How much EU is in DNS4EU?

Scope and Stated Goals of DNS4EU

  • Project is framed by supporters as a publicly funded resolver focused on privacy (no data collection, no commercial exploitation), not strict “digital sovereignty” over the entire DNS stack.
  • Critics see it as “just another centralized resolver” that doesn’t fundamentally change dependence on foreign-owned infrastructure or improve resilience.

Infrastructure Location & Ownership Debates

  • The joindns4.eu domain uses CloudNS nameservers under .net and .uk TLDs; some see this as undermining the sovereignty narrative, especially given UK/Five Eyes status.
  • Others argue this is overblown: CloudNS is Bulgarian, the resolver IPs are in Czechia, and the AS “GB” registration may reflect a virtual office rather than real control.
  • There’s pushback against “absolutism”: demanding 100% EU-origin hardware, fibre, and CPUs is portrayed as unrealistic “apple pie from scratch” thinking.
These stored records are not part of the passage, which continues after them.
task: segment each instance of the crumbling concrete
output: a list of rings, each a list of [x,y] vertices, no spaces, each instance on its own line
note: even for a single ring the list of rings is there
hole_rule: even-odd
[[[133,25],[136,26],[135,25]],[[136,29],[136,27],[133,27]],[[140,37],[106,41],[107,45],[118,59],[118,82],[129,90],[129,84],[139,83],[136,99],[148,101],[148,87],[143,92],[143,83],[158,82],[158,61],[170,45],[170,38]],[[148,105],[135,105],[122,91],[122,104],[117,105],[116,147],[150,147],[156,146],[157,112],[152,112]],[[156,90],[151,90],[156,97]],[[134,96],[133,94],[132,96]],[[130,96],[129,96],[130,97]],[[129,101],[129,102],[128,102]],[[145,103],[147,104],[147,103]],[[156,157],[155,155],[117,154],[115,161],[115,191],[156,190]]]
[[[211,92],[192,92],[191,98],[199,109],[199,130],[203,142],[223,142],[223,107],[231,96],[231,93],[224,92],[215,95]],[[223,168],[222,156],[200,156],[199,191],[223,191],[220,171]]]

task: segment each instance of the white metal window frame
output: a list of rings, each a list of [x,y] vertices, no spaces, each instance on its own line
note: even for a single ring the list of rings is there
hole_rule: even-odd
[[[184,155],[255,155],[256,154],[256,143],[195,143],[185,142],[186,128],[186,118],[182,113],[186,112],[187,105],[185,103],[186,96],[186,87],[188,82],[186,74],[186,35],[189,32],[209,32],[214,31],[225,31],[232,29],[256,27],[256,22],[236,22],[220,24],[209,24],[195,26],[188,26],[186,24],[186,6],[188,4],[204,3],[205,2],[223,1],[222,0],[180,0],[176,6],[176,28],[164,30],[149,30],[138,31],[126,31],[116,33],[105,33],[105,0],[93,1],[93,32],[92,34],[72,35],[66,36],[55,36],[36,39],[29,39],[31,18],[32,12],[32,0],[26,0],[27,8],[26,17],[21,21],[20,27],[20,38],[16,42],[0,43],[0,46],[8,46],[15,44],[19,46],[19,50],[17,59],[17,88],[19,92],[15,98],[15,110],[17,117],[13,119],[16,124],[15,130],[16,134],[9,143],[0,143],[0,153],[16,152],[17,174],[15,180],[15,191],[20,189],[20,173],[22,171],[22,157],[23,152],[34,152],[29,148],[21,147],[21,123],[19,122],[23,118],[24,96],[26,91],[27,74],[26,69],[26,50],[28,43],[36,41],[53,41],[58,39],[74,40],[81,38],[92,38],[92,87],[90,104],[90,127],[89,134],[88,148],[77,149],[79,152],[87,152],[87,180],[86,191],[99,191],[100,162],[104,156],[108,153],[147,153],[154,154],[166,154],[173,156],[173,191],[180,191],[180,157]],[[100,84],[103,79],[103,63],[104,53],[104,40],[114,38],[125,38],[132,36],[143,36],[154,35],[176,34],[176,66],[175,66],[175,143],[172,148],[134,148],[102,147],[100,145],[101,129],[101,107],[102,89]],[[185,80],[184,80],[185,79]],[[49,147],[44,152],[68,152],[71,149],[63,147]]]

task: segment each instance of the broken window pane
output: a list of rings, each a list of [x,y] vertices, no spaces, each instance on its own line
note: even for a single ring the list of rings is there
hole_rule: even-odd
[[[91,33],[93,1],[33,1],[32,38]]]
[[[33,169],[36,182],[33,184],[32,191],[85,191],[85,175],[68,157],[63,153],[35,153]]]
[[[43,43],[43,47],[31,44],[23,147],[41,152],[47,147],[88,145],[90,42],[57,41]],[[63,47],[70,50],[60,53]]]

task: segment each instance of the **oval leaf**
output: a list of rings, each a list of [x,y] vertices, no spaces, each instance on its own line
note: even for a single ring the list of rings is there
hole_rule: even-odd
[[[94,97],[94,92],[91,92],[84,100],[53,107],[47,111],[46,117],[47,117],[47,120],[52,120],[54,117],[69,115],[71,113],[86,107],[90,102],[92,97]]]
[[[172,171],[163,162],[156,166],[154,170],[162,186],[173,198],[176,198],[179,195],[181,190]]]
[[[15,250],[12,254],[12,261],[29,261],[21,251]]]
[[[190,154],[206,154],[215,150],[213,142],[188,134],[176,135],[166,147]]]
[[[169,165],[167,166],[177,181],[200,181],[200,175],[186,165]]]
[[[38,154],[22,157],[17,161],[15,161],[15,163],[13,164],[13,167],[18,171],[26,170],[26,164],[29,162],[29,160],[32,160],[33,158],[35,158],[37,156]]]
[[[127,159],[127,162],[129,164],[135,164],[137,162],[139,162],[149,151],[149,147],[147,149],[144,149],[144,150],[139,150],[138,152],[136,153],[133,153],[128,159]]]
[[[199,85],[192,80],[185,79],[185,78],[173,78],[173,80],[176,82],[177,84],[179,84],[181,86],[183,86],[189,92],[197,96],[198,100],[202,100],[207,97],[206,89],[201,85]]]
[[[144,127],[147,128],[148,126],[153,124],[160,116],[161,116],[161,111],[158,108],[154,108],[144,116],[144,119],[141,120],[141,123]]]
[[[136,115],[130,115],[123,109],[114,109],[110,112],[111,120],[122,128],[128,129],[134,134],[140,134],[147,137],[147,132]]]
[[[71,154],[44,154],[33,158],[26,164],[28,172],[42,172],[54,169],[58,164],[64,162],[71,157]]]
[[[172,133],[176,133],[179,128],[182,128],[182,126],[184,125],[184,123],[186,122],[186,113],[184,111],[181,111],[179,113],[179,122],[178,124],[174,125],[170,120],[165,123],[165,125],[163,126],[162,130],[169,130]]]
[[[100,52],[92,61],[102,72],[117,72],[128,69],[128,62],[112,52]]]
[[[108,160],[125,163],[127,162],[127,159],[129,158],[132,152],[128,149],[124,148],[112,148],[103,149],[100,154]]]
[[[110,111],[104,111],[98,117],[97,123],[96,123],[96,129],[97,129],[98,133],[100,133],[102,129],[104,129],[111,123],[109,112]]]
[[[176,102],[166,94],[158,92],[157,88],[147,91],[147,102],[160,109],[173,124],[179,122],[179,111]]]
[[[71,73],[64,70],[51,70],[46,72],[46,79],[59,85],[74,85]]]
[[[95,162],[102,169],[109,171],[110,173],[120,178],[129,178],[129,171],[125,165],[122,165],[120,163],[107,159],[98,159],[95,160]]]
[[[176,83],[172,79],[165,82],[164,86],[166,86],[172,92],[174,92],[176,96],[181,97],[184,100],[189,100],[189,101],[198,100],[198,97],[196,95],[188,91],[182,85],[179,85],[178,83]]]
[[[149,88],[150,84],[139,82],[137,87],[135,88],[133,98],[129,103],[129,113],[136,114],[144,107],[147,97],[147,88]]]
Marketing Site vs Actual Resolver

  • Several comments stress joindns4.eu is essentially a marketing site likely run by a subcontracted design agency, not the operational DNS4EU infrastructure.
  • Still, many find it symbolically telling (or lazy) that a digital sovereignty project’s public-facing site and email rely on US-based services and aren’t fully disclosed as subcontractors.

Privacy, Protocols, and Blocking

  • DNS4EU reportedly lacks support for newer privacy protocols like ODoH and anonymized DNSCrypt, which some see as a major omission.
  • The resolver does not appear to implement certain national blocking (e.g., piracy-related domains, Russia Today), suggesting it’s not tightly government-aligned—for now.
  • Discussion notes that blocking in Europe is often via ISP- or company-specific court orders, not uniform EU law.

Public Resolvers vs Local / Self-Hosted DNS

  • Some argue public resolvers are unnecessary: running a local recursive resolver (e.g., unbound) is trivial for ISPs or startups.
  • Others counter that operating a secure, scalable resolver is operational burden for smaller organizations; they fall back to Cloudflare/Google when privacy-focused options struggle at scale.
  • One justification for public resolvers: using a non-ISP resolver can reduce ISP-level logging, with DPI constrained by EU law.

DNS Architecture and Localisation

  • One view: DNS is globally distributed by design; trying to keep it strictly within EU borders is at odds with how DNS works.
  • Counterpoint: DNS4EU only controls the first hop; no one is proposing to fully “nationalize” root/TLD/authoritative infrastructure, just to have an EU-controlled resolver option.

EU Digital Autonomy and Service Ecosystem

  • The thread repeatedly broadens to the lack of EU equivalents to Cloudflare, Google Workspace, and hyperscale clouds.
  • Some claim “Europe can’t do web and mail” at comparable scale; others list EU or EU-adjacent services (e.g., deSEC, icewarp, Nextcloud, several EU mail providers) as partial answers.
  • Proposed causes range from EU regulation costs, to market fragmentation and protectionism, to simple inertia and convenience in sticking with US services.

Pragmatism vs Purity

  • One camp emphasizes incremental progress: use strong EU-based pieces where they exist (e.g., Czech-developed Knot Resolver powering DNS4EU), accept some foreign components, and improve over time.
  • The other camp sees the current setup as half-hearted and potentially dishonest branding; if leadership really believed in sovereignty, they argue, basic choices like hosting the website in the EU wouldn’t be outsourced to US platforms.
  • Some participants express fatigue with what they see as nitpicking that risks stalling any EU initiative that isn’t “perfect” from day one.